The basics still matter more than airlines think

Before talking about AI or personalisation, it is worth being honest about the fundamentals.

You can see that accessibility standards aren’t yet being applied and portals aren’t optimised for mobile, which results in performance drops. Navigation feels heavier than it needs to be. Search often works, but only if you already know what to ask and how the airline expects you to ask it.

These are not exciting topics, but they shape everything that comes after. If a portal is slow, confusing, or inaccessible, no amount of intelligence layered on top will fix the experience.

At Branchspace, we see this repeatedly. Airlines want to move faster, personalise more, experiment. But the UX foundation is not always ready to support that ambition.

Where portals lose traveller trust

The biggest UX issues are rarely dramatic, they are subtle and cumulative:

  • A vague error message that offers no next step
  • A long paragraph that hides the one thing the traveller needs to know
  • Three different words for the same concept depending on where you are in the journey
  • A mobile page that technically works but feels endless

In isolation these are small instances, but they compound to create friction for a user. And friction erodes confidence.

Travellers begin to hesitate, scan more carefully, and spend extra effort just trying to stay oriented. They stop trusting that the portal will help them when things go wrong. Good UX goes beyond delight, it is about reassurance.

Decision-making is the real job of UX

Every airline portal is a decision-making environment:

  1. Choose a flight
  1. Choose a fare
  1. Choose a seat
  1. Decide whether to rebook or wait

The role of UX is not to present all options equally. It is to reduce the mental work required to choose well.

That is where simple principles matter more than flashy ideas: clear visual hierarchy, familiar patterns, plain language, and progressive disclosure.

When these are done properly, travellers stop analysing the interface and start moving confidently through it.

This is also where intent-led thinking becomes powerful. When portals are designed around tasks rather than pages, complexity begins to fall away naturally.

What changes when you design for intent

airline web portal checklist items

When you stop designing for navigation and start designing for intent, the portal behaves differently:

  • Shift the focus to intent and the portal begins to respond in new ways
  • Search leads the experience rather than sitting in the background
  • Logged-in travellers with an upcoming trip see what they can do next, instead of being asked to explore

This is the direction we have been taking with platforms like Triplake by allowing the portal to respond to context, trip stage, loyalty status and behaviour.

Where AI actually helps and where it should stay quiet

AI has a role in airline UX, but it works best when it stays in the background rather than taking centre stage. The strongest AI-driven experiences are often the ones you barely notice, because the interface feels simpler and the path forward feels clearer.

That might mean routing a traveller straight to the right outcome based on a natural language query, or surfacing the most relevant rebooking option when a disruption occurs. In other moments, it is about removing repetition altogether, using known preferences to spare travellers from making the same choices again and again.

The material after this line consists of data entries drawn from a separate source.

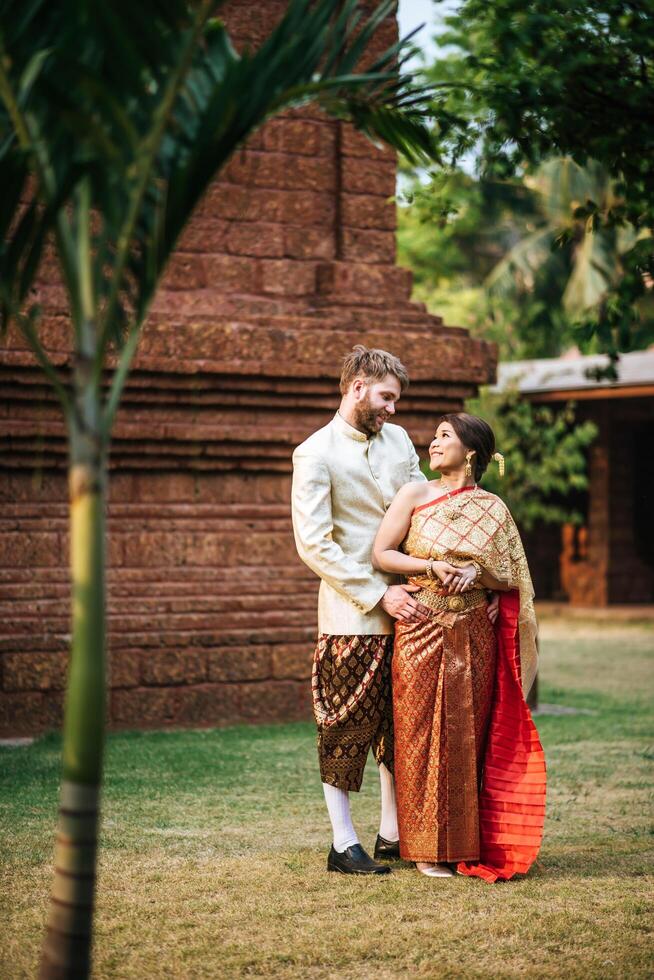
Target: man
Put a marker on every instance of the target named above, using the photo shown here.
(344, 478)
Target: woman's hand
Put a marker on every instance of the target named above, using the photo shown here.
(461, 579)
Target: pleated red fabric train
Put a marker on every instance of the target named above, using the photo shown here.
(512, 797)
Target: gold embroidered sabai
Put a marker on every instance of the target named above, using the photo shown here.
(475, 525)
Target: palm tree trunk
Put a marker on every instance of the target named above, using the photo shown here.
(67, 947)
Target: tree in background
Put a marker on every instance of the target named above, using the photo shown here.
(545, 457)
(525, 82)
(114, 118)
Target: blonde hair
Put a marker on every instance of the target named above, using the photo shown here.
(373, 365)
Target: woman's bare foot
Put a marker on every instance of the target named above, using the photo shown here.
(434, 870)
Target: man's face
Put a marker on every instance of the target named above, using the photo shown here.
(375, 403)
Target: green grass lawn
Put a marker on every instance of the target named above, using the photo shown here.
(214, 846)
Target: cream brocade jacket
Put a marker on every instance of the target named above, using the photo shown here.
(343, 484)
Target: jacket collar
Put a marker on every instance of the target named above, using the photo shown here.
(348, 430)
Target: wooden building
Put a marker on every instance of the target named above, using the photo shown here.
(609, 558)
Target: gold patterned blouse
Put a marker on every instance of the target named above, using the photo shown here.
(472, 524)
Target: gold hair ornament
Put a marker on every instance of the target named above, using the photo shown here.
(499, 459)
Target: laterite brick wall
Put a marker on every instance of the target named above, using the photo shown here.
(288, 262)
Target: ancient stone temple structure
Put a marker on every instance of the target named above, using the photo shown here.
(289, 261)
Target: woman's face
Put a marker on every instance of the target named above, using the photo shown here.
(446, 451)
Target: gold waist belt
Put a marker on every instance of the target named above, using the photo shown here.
(451, 603)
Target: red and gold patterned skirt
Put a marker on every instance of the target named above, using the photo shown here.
(443, 682)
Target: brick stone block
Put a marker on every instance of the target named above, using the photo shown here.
(239, 663)
(281, 170)
(286, 278)
(363, 245)
(234, 202)
(204, 236)
(360, 175)
(173, 667)
(34, 671)
(184, 272)
(367, 211)
(256, 238)
(355, 144)
(27, 713)
(125, 668)
(289, 135)
(380, 282)
(309, 243)
(229, 273)
(29, 549)
(144, 707)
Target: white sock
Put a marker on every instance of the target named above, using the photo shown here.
(388, 821)
(338, 805)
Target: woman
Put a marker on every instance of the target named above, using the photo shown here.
(469, 768)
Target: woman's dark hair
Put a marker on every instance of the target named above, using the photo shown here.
(475, 434)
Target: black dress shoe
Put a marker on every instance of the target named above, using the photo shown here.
(354, 861)
(387, 850)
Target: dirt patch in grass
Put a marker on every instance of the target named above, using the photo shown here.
(214, 846)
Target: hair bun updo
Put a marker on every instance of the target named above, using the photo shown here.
(476, 434)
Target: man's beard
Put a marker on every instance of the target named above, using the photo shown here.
(366, 418)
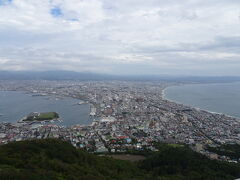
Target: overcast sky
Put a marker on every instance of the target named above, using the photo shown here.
(175, 37)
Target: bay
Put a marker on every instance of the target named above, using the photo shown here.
(15, 105)
(221, 97)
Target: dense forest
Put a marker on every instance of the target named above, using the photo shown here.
(56, 159)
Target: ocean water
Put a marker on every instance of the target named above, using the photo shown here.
(220, 97)
(15, 105)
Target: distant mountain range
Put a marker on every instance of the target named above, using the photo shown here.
(71, 75)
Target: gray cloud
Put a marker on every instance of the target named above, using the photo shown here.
(122, 37)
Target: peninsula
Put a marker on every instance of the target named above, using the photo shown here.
(38, 117)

At its best, AI offers clarity, supports decisions without trying to make them on the traveller’s behalf. People still want to feel in control of their journey, they just do not want to work so hard to get there.

The portal is becoming a living interface

The most interesting shift we are seeing has very little to do with technology and everything to do with behaviour. Airline portals are gradually moving away from being static websites and towards adaptive interfaces that respond to where a traveller is in their journey.

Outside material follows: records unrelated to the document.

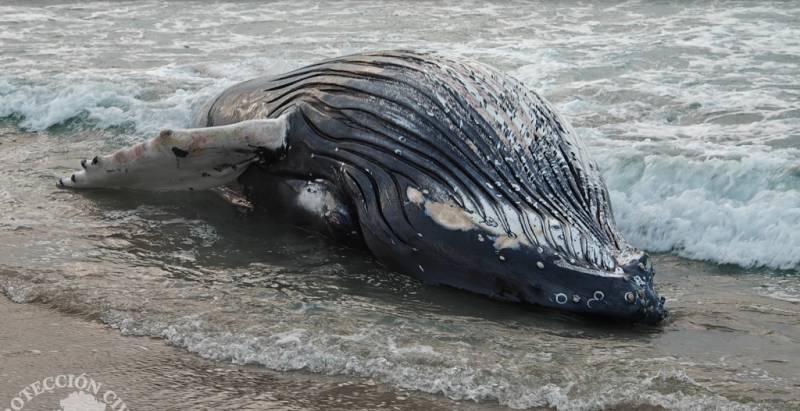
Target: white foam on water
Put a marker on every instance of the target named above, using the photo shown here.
(737, 205)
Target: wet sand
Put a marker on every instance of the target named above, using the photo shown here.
(38, 342)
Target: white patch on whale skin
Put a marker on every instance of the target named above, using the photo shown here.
(317, 199)
(414, 195)
(504, 241)
(449, 216)
(187, 159)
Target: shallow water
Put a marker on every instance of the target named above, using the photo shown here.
(693, 113)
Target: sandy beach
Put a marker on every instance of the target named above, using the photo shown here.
(37, 342)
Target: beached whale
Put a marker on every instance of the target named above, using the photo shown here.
(446, 169)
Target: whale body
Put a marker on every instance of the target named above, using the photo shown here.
(445, 169)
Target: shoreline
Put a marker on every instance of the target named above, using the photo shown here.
(38, 342)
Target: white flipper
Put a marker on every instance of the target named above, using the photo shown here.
(189, 159)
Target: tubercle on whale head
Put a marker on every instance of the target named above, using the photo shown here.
(640, 273)
(627, 293)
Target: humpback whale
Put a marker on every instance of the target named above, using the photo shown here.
(445, 169)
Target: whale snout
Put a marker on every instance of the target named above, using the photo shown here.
(643, 294)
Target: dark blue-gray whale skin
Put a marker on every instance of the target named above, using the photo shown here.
(451, 172)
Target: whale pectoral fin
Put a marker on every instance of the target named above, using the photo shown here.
(187, 159)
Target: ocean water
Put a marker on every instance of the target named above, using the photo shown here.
(692, 111)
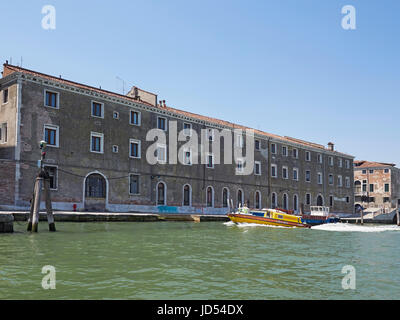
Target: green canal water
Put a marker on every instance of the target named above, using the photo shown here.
(208, 260)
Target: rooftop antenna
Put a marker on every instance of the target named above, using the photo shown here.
(123, 84)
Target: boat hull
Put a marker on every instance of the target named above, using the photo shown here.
(244, 218)
(317, 220)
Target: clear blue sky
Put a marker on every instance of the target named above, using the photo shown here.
(285, 67)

Before the trip, the portal helps you prepare. On the day of travel, it shifts into a supportive role, surfacing the information that matters most in the moment. Afterwards, it follows up, closing the loop rather than simply ending the experience.

Making this work demands modular design systems, flexible platforms, and teams that think beyond individual pages and flows. It is not an easy change, but it is both achievable and increasingly necessary.